Fr, 20. Oktober 2017

Große Wissenslücken

18.03.2014 14:16

Viele Österreicher mit schlechten PC-Kenntnissen

Eine Studie der Österreichischen Computer Gesellschaft (OCG) stellt erstmals die Selbsteinschätzung den tatsächlichen Computerkenntnissen der Österreicher gegenüber. Die wichtigsten Ergebnisse: Das Wissen, etwa im Bereich IT-Sicherheit, ist besser als erwartet. Wo es aber um die praktische Umsetzung des Computerwissens bei der alltäglichen Nutzung geht, zeigen sich deutliche Lücken. Das betrifft vor allem grundlegende Fähigkeiten der täglichen Computernutzung wie die Dateiverwaltung.

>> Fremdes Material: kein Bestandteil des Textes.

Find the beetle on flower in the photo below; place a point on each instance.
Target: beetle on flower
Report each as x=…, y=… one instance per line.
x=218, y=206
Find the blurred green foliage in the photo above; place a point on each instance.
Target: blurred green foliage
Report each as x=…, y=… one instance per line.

Für die Studie wurden insgesamt 1.260 Österreicher im Alter von 15 bis 60 Jahren befragt. Neben einer Online-Umfrage wurden 494 Tests durchgeführt, in denen die Teilnehmer ihre Kenntnisse auch in der Anwendung beweisen mussten.

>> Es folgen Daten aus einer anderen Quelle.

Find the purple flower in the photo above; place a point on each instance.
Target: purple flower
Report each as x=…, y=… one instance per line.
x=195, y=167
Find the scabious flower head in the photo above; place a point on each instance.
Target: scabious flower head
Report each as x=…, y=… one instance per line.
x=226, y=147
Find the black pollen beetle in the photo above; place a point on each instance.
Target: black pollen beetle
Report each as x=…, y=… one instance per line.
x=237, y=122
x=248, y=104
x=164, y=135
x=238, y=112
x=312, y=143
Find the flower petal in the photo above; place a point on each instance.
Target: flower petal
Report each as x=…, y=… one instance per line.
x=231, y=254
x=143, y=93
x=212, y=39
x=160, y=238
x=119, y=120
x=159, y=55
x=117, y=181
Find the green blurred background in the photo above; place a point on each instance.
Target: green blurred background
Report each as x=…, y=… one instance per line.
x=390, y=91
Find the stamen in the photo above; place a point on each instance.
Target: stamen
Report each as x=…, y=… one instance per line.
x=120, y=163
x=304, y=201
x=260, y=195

Insgesamt glaubten demnach 60 Prozent der Befragten, dass ihre Computerkenntnisse im Allgemeinen "sehr gut" oder "gut" sind. Beim Online-Test schnitten im Gegensatz dazu aber 61 Prozent "schlecht" bis "sehr schlecht" ab.

Viele scheitern schon an Ordnerverwaltung
Im Teilbereich der Computergrundkenntnisse, bei dem es unter anderem um Fähigkeiten wie Dateiverwaltung und Ähnliches ging, zeigten sich die größten Abweichungen zwischen Selbsteinschätzungen und Testergebnissen: In diesem Teilbereich glaubten insgesamt 78 Prozent der Befragten, sie hätten "gute" oder "sehr gute" Grundkenntnisse. Im Test schnitten jedoch 75 Prozent mit "schlechten" oder "sehr schlechten" Ergebnissen ab. Viele Testpersonen scheiterten bereits bei abgefragten Grundkenntnissen wie dem Verschieben, Kopieren oder Anlegen von Ordnern.

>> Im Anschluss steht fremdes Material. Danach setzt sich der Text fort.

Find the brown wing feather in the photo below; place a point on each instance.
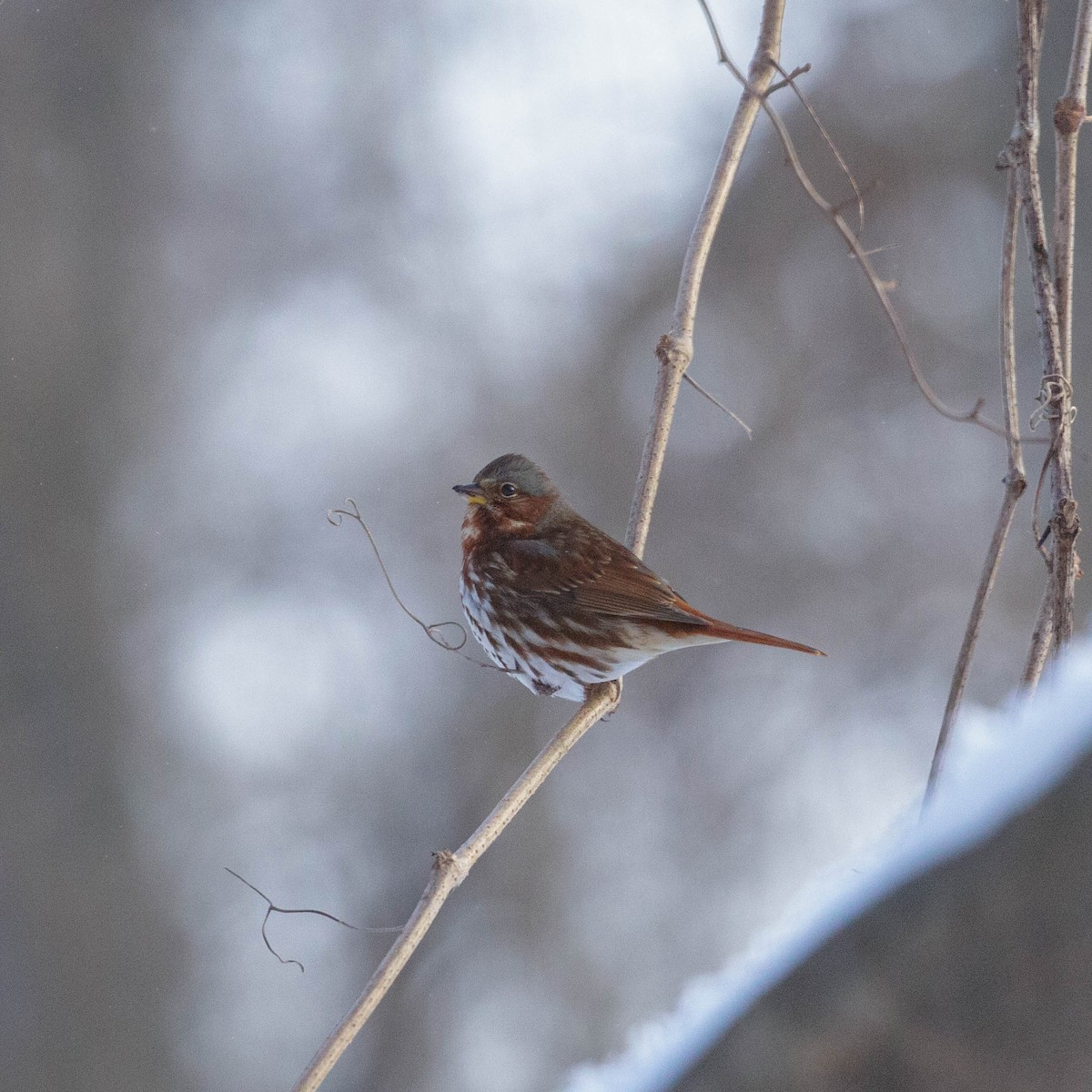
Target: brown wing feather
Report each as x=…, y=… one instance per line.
x=610, y=579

Bei den Internetkenntnissen ist die Differenz zwischen Selbsteinschätzung und tatsächlichen Kenntnissen zwar hoch, aber im Vergleich mit anderen Teilbereichen am geringsten: 84 Prozent glaubten, dass sie "sehr gute" oder "gute" Internetkenntnisse haben. Im Gegensatz dazu erreichten 49 Prozent im Test "schlechte" oder "sehr schlechte" Ergebnisse.

"Eklatanter Unterschied"
"Dass es einen Unterschied zwischen der Selbsteinschätzung und den tatsächlichen Ergebnissen gibt, haben wir erwartet. Aber dass der Unterschied so eklatant ist, war schon eine Überraschung und bedeutet auch: Wer schlechte Computerkenntnisse hat, weiß gar nicht, dass er oder sie Bildungslücken hat", erklärte Ronald Bieber, Generalsekretär der OCG, am Dienstag bei einer Pressekonferenz in Wien.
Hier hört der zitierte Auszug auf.